Sie hätte aber auf den Sachinhalt (z.B. «Ja, hier ist grüne Welle, das ist ganz angenehm») oder auf die Selbstoffenbarung (z.B. «Du hast es eilig?») oder den Appell (z.B. durch Gas geben) reagieren können.
Diese freie Auswahl des Empfängers führt zu manchen Störungen – etwa dann, wenn der Empfänger auf eine Seite Bezug nimmt, auf die der Sender das Gewicht nicht legen wollte. Oder wenn der Empfänger überwiegend nur mit einem Ohr hört, und damit taub ist (oder sich taub stellt) für alle Botschaften, die sonst noch ankommen. Die ausgewogene «Vierohrigkeit» sollte zur kommunikationspsychologischen Grundausrüstung des Empfängers gehören. Von Situation zu Situation ist dann zu entscheiden, auf welche Seite(n) zu reagieren ist.
2.
Einseitige Empfangsgewohnheiten
Bei vielen Empfängern ist – unabhängig von den Situationserfordernissen – ein Ohr auf Kosten der anderen besonders gut ausgebildet. Betrachten wir im Folgenden die einzelnen «Ohren» und welche Folgen ihre einseitige Spezialisierung mit sich bringt.
2.1
Das «Sach-Ohr»
Viele Empfänger (vor allem Männer und Akademiker) sind darauf geeicht, sich auf die Sachseite der Nachricht zu stürzen und das Heil in der Sachauseinandersetzung zu suchen. Dies erweist sich regelmäßig dann als verhängnisvoll, wenn das eigentliche Problem nicht so sehr in einer sachlichen Differenz besteht, sondern auf der zwischenmenschlichen Ebene liegt.
Abb. 15:
Der sach-ohrige Empfänger.
Das folgende Beispiel ist zwar eine Karikatur, aber im Kern gar nicht einmal so praxisfremd:
Frau: «Liebst du mich noch?»
Mann: «Ja, weißt du, da müssten wir erst einmal den Begriff ‹Liebe› definieren, da kann man ja nun sehr viel drunter verstehen …»

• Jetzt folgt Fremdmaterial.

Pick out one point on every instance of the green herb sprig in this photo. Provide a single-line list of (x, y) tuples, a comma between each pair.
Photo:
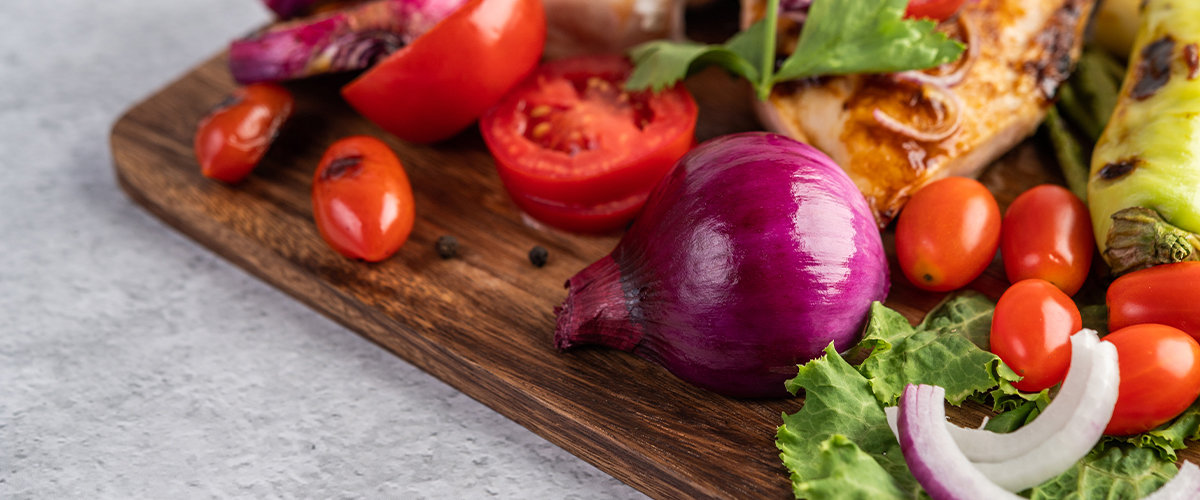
[(839, 37)]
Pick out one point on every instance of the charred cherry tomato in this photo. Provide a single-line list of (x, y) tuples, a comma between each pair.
[(1047, 234), (1031, 332), (579, 151), (1159, 377), (447, 78), (947, 234), (1167, 294), (232, 139), (361, 199), (937, 10)]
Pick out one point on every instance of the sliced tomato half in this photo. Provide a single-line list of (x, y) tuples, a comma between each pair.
[(447, 78), (571, 136)]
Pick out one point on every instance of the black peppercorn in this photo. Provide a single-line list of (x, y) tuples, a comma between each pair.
[(447, 246), (538, 255)]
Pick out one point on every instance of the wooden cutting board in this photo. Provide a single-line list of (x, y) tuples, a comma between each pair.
[(484, 321)]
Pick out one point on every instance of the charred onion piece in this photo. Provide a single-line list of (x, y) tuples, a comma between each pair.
[(947, 107), (339, 41)]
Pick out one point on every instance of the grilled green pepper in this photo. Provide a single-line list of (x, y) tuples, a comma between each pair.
[(1144, 186)]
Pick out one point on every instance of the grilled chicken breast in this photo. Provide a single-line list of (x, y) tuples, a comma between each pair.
[(895, 133)]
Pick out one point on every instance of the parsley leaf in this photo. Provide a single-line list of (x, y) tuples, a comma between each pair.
[(839, 37)]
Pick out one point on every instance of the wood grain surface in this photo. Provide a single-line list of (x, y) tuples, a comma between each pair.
[(484, 320)]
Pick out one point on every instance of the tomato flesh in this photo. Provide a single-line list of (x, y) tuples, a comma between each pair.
[(1159, 377), (947, 234), (1047, 234), (1031, 332), (1164, 294), (577, 151), (937, 10), (232, 139), (361, 199), (447, 78)]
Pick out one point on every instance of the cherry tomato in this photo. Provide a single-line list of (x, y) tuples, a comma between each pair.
[(577, 151), (947, 234), (444, 80), (939, 10), (361, 199), (232, 139), (1031, 332), (1164, 294), (1047, 234), (1159, 377)]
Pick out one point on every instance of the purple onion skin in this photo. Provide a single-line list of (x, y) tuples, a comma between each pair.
[(751, 255), (351, 38), (288, 8)]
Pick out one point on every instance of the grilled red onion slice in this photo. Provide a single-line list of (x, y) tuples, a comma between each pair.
[(948, 107), (339, 41)]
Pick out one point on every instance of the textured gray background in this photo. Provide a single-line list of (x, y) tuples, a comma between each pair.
[(135, 363)]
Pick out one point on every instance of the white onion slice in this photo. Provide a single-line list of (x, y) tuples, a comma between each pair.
[(1185, 486), (933, 456), (988, 446), (979, 445), (1080, 433)]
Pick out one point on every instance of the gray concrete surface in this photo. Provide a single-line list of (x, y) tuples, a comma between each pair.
[(136, 363)]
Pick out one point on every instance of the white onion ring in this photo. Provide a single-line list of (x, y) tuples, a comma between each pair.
[(933, 456), (951, 101), (1183, 486)]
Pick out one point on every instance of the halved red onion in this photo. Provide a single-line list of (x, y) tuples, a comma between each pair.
[(1185, 486), (933, 456)]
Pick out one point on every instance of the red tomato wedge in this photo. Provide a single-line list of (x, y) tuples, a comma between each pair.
[(936, 10), (571, 136), (232, 139), (444, 80)]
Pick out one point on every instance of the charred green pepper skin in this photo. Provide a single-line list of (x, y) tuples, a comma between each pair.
[(1149, 156)]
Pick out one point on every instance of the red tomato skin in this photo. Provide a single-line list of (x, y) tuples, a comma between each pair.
[(597, 176), (603, 186), (1031, 332), (1159, 377), (937, 10), (231, 140), (444, 80), (947, 234), (361, 199), (1047, 233), (1165, 294)]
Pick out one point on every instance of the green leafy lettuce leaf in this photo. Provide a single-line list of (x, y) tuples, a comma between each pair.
[(934, 353), (1167, 438), (839, 445), (839, 37), (865, 36), (1115, 473), (838, 401), (846, 471)]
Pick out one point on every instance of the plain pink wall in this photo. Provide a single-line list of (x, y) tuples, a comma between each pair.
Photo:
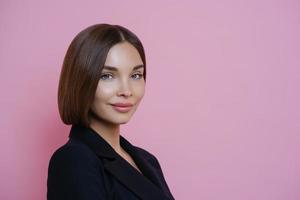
[(221, 110)]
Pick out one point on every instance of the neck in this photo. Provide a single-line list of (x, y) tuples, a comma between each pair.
[(109, 132)]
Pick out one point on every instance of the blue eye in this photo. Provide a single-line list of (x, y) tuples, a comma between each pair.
[(106, 76), (138, 76)]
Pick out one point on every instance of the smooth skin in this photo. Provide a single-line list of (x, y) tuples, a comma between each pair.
[(121, 81)]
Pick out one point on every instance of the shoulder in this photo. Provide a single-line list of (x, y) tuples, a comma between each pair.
[(72, 156), (150, 157), (74, 172)]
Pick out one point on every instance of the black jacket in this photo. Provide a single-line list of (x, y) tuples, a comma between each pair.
[(88, 168)]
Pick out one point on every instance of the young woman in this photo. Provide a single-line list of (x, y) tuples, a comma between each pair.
[(101, 85)]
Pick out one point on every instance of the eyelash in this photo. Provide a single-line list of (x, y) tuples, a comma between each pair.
[(107, 74)]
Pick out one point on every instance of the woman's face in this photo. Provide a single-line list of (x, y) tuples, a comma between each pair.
[(121, 86)]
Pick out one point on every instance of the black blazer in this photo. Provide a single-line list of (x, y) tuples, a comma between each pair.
[(88, 168)]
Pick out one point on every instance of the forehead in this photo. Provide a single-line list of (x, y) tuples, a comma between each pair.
[(123, 56)]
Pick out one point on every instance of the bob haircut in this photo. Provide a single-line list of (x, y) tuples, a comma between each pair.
[(82, 67)]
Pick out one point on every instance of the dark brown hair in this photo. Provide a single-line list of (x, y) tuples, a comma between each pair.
[(82, 68)]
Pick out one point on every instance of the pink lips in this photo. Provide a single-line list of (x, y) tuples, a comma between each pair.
[(122, 107)]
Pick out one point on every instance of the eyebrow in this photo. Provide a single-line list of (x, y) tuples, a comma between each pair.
[(116, 69)]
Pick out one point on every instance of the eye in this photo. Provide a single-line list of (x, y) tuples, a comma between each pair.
[(106, 76), (137, 76)]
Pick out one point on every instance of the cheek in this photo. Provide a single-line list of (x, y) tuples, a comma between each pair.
[(105, 92), (140, 91)]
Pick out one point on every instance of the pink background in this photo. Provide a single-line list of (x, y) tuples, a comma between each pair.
[(221, 110)]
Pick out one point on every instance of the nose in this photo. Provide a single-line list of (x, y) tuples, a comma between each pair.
[(124, 89)]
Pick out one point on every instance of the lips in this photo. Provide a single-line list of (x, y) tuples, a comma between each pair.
[(122, 107)]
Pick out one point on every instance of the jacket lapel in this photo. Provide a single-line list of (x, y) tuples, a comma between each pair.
[(145, 186)]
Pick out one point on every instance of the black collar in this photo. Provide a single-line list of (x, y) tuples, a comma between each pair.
[(147, 186)]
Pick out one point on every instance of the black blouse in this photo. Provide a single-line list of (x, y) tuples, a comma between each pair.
[(88, 168)]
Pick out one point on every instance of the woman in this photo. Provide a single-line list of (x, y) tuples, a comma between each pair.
[(101, 85)]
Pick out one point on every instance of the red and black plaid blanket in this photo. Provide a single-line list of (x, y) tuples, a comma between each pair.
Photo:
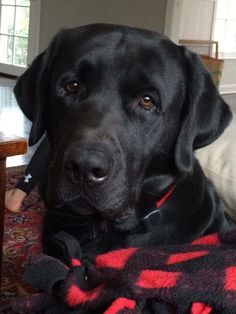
[(198, 278)]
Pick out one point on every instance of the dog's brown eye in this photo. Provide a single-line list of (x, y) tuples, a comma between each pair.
[(72, 87), (146, 103)]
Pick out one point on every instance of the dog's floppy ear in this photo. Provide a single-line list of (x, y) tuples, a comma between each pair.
[(204, 116), (31, 91)]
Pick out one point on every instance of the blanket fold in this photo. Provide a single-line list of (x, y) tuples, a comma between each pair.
[(196, 278)]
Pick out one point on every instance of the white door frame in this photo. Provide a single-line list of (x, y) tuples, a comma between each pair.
[(173, 19), (33, 42)]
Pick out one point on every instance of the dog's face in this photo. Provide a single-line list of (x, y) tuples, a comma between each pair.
[(123, 109)]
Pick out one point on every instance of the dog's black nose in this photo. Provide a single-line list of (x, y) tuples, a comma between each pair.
[(84, 165)]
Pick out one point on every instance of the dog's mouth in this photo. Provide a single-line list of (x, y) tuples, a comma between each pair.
[(121, 219)]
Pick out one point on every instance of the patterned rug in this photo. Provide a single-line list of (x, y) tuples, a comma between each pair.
[(21, 242)]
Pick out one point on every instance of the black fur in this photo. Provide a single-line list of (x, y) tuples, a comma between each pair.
[(144, 152)]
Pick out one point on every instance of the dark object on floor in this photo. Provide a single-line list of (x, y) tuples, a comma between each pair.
[(195, 278), (22, 233)]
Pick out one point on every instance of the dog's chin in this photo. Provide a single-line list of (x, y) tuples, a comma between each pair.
[(125, 222)]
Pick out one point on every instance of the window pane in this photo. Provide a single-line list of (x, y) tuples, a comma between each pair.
[(20, 51), (23, 2), (222, 8), (230, 38), (232, 10), (6, 51), (22, 21), (8, 2), (7, 20), (219, 35)]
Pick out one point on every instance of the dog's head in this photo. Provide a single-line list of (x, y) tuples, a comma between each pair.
[(122, 108)]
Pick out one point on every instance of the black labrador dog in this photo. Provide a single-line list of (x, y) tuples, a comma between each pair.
[(123, 110)]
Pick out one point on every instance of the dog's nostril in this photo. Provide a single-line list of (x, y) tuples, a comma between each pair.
[(99, 173), (88, 166)]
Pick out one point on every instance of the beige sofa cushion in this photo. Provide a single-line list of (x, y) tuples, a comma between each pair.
[(218, 161)]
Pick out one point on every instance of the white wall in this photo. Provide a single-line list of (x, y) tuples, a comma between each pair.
[(194, 19), (57, 14)]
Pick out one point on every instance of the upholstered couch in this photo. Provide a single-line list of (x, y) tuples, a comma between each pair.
[(219, 163)]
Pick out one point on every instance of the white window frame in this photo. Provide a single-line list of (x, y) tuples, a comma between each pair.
[(223, 54), (33, 41)]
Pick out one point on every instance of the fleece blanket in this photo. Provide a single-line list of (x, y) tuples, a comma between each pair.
[(196, 278)]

Frau: «Ich mein doch nur, welche Gefühle du mir gegenüber hast …»
Mann: «Nun, Gefühle – das sind ja zeit-variable Phänomene, darüber gibt es keine generellen Aussagen …» usw.
Beide reden aneinander vorbei. Weniger offensichtlich ist dies in Situationen, wo beide darangehen, ein Beziehungsproblem mit Sachargumenten auszufechten. Da es sich hier um einen verbreiteten Kardinalfehler in der zwischenmenschlichen Kommunikation handelt, soll er an einem Beispiel ausführlich besprochen werden:
Die Mutter und die Tochter . Tochter, 16 Jahre, schickt sich an, die Wohnung zu verlassen, um sich mit Freunden zu treffen. Es ergibt sich folgender Dialog (s. Abb. 16):
Abb. 16:
Die Mutter und die Tochter.
Mutter: «Und zieh dir ’ne Jacke über, ja! – Es ist kalt draußen.»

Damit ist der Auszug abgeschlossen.